The visualization of spatial data is one of the most popular applications when using R. This tutorial is an introduction to the visualization of spatial data and map making in R.
The following issues will be addressed:
- Import anduse of shapefiles in R (shapefile is a file format designed for spatial data).
- Data management and respectively restructuring of data
- Map Making
- Visualization by combining the spatial information of static maps from OpenStreetMap
As an example, a map of Kassel boroughs will be created, which illustrates the number of households by each zip code area. Such a map type is also known as Choropleth map.
In a further step, the stations of the Kassel bicycle sharing system “Konrad” will be added.
Import of shapefiles
The information with the map outlines are saved in a shapefile. Such a shapefile consists of at least three files:
- A file with the extension “shp” which contains all geometric information.
- A file with the extension “dbf” which contains the attributes of geometric figures.
- In our example, it contains the zip codes and the associated city names.
- An index file with the file extension “shx” – in order to distinguish geometric data according to any attributes. In our example, we use a dataset of all German postal code areas but require only those from Kassel city.
In R, a shapefile can be imported e.g. with the command readShapeSpatial by using package “maptools”.
We will receive an s4 object of the class Large SpatialPolygonsDataFrame.
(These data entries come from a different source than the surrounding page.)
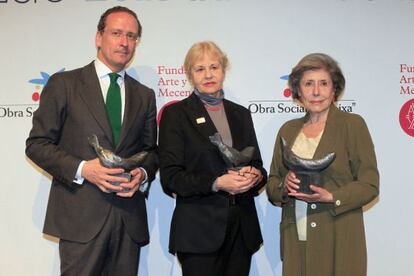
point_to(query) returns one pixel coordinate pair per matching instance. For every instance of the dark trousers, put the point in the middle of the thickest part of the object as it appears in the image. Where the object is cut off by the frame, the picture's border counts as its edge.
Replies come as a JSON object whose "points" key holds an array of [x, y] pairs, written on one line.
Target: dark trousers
{"points": [[112, 252], [232, 259]]}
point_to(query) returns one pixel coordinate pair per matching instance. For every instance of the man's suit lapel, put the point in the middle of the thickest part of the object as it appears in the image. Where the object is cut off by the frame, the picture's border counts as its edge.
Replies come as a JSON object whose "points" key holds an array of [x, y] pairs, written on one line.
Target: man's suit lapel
{"points": [[133, 104], [90, 92]]}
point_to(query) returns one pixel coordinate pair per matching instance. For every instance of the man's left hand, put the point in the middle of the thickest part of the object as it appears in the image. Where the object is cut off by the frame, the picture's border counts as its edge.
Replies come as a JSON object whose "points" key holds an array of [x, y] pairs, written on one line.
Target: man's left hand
{"points": [[137, 176]]}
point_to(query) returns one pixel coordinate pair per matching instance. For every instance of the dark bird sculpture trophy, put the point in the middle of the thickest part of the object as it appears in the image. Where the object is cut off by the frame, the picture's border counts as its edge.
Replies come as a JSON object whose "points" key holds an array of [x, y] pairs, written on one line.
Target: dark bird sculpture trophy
{"points": [[110, 160], [233, 158], [307, 170]]}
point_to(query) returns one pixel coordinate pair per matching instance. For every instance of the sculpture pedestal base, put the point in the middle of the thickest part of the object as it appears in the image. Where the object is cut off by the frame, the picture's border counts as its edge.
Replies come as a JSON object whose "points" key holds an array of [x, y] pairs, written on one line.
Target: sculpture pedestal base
{"points": [[306, 179], [116, 183]]}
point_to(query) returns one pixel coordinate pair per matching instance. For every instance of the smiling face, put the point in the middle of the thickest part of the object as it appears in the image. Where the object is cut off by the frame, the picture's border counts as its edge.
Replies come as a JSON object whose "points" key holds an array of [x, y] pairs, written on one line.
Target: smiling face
{"points": [[116, 43], [207, 74], [316, 91]]}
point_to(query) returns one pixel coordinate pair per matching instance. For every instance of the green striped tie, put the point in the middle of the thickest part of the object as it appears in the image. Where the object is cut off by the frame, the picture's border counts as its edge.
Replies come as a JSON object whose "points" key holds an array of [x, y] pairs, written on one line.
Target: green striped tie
{"points": [[113, 107]]}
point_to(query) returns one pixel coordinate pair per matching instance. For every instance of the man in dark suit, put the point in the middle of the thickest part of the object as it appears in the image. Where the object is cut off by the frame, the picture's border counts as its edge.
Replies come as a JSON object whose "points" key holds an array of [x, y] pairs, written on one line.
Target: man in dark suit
{"points": [[101, 226]]}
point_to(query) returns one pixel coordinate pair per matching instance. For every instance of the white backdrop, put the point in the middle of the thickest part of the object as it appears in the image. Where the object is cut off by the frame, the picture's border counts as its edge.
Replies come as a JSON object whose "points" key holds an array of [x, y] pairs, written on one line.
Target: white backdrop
{"points": [[264, 39]]}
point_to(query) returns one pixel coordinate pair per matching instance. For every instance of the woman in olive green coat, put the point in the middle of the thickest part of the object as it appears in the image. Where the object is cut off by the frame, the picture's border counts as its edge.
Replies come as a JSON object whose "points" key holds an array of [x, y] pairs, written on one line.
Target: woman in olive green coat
{"points": [[322, 234]]}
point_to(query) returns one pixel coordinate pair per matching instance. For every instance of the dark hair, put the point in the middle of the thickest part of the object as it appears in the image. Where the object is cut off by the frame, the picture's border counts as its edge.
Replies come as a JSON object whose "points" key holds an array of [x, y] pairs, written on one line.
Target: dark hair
{"points": [[317, 61], [102, 20]]}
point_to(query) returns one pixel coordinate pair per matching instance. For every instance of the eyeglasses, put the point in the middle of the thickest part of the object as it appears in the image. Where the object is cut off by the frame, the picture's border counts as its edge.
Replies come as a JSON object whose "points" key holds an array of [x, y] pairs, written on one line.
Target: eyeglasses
{"points": [[132, 37]]}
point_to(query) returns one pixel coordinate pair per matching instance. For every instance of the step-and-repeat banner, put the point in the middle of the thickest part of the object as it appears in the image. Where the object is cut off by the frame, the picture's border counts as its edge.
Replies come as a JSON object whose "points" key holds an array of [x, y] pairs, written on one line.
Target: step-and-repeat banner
{"points": [[372, 40]]}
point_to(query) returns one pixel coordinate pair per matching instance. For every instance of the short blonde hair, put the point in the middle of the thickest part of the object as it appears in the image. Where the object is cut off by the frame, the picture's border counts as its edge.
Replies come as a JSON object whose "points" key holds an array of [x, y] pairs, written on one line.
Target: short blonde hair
{"points": [[197, 51]]}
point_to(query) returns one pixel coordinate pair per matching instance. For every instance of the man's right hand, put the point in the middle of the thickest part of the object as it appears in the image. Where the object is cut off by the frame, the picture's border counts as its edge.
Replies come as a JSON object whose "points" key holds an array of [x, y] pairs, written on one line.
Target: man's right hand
{"points": [[101, 176]]}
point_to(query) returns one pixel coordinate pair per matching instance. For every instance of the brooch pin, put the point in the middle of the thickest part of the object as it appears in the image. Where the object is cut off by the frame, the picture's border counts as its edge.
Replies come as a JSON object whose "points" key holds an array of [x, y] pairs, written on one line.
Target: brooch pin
{"points": [[201, 120]]}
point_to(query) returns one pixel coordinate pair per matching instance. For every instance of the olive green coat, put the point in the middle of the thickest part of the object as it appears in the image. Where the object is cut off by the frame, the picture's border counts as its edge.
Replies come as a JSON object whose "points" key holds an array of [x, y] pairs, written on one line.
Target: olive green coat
{"points": [[335, 231]]}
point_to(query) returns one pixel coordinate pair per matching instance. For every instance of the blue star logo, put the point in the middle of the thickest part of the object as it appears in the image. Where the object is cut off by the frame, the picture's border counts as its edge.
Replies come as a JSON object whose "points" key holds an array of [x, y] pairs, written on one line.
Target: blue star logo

In comparison to lists, S4 classes provide a formal object structure and enable an object oriented workflow. These objects usually can be further indexed just like a data frame.
shapes <- readShapeSpatial(“plz/post_pl.shp”)
#subsetting only Kassel shapes
ks_shapes <- shapes[shapes$PLZORT99 == “Kassel”,]
The command plot(ks_shapes) visualizes the outlines in R.
Now wie Combine the map with further Information.
The dataset is from datamarket.com and handed to the department of Statistics. The data is given for neighborhoods, while the map is based on the postal code. Therefore, another data set is necessary to assign the appropriate neighborhoods to the postal codes. Such an assignment can be found on Wikipedia, for example (http://de.wikipedia.org/wiki/Kategorie:Stadtteil_von_Kassel).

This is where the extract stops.